Secondo l’impianto accusatorio, l’avvocato sarebbe il curatore degli affari apparentemente legali della super associazione mafiosa, con particolare riferimento agli investimenti immobiliari della consorteria, anche al Nord, e al controllo dei villaggi turistici. Nel capo d’imputazione si menziona, tra l’altro, la società Camelia, da lui costituita e impiegata per acquistare all’asta terreni confinanti con il villaggio turistico Porto Kaleo al fine di portare a termine una strategia ordita dal boss, ma si fa riferimento anche al progetto per esercitare il controllo del clan sul villaggio Costa del Turchese della vicina Botricello e il resort Baia degli dei a Isola Capo Rizzuto.
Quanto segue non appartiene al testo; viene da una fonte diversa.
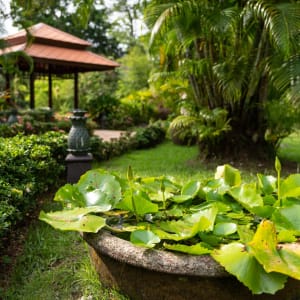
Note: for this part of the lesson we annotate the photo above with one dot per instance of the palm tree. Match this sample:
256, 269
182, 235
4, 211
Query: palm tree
240, 55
L’avvocato Grande Aracri, in particolare, avrebbe svolto un ruolo nel «reimpiego e riciclaggio dei proventi della cosca di ‘ndrangheta»: almeno questa è la tesi della Dda che ha esaminato le missive rinvenute nel suo studio legale, sottoposto a perquisizione durante il blitz del 28 giugno 2015.
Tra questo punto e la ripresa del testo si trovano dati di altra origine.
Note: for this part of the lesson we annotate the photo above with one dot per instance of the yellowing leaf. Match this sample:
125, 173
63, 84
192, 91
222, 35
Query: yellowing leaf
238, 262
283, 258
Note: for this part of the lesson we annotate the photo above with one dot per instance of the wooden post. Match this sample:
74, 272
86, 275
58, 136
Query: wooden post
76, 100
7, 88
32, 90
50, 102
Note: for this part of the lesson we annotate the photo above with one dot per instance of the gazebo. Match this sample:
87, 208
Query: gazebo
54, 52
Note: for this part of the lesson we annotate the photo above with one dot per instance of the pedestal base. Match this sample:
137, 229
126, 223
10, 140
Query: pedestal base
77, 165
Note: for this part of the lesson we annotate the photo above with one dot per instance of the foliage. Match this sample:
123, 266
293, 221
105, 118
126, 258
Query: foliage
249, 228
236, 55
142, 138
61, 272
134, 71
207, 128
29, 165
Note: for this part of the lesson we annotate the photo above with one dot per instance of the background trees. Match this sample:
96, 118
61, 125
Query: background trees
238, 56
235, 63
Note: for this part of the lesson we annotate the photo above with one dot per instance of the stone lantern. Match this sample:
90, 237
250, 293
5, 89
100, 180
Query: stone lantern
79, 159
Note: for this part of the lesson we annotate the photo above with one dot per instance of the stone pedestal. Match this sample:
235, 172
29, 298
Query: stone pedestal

È il procedimento nell’ambito del quale la Dda aveva depositato la relazione sull’inattendibilità della collaborazione con la giustizia da parte di Nicolino Grande Aracri che, una volta smascherato, con una lettera avvisava i familiari informandoli che «la farsa è finita». Nello stesso procedimento erano state depositate le dichiarazioni del mammasantissima il cui pentimento, a quanto pare “farsa”, aveva fatto tremare i palazzi del potere perché il boss era il vertice indiscusso di una nuova “provincia” di ‘ndrangheta che comandava su mezza Calabria, parte dell’Emilia e della Lombardia e si era infiltrata nella politica, nell’economia, nelle istituzioni. Le sue prime “cantate” sono apparse inattendibili, però, proprio perché, secondo la Dda, il boss tendeva a “salvare” i familiari coinvolti in inchieste sul sodalizio di ‘ndrangheta da lui capeggiato. Compreso il fratello.

Domenico Grande Aracri

Il ricorso del pm Guarascio era stato già ritenuto fondato dai supremi giudici perché il gip non ha spiegato in concreto in che consiste la non diversità di notitiae criminis e perché le dichiarazioni di tre collaboratori di giustizia non possono ritenersi estranee a un procedimento già definito. L’avvocato Gregorio Viscomi, difensore di Domenico Grande Aracri, aveva prodotto ben 16 documenti chiedendo l’inammisibilità del ricorso e facendo riferimento all’identità e collegamento dei procedimenti.

La decisione del gup distrettuale si muove, dunque, nel solco tracciato dalla Cassazione. Il professionista è stato già assolto da accuse di armi per le quali era stato arrestato (e successivamente scarcerato) nell’operazione Aemilia, che scattò parallelamente all’operazione Kyterion, e la Dda di Bologna non impugnò la decisione. Ma è stato condannato a 2 anni e 8 mesi di reclusione in Appello, nel processo Farma Business, per intestazione fittizia con l’aggravante mafiosa.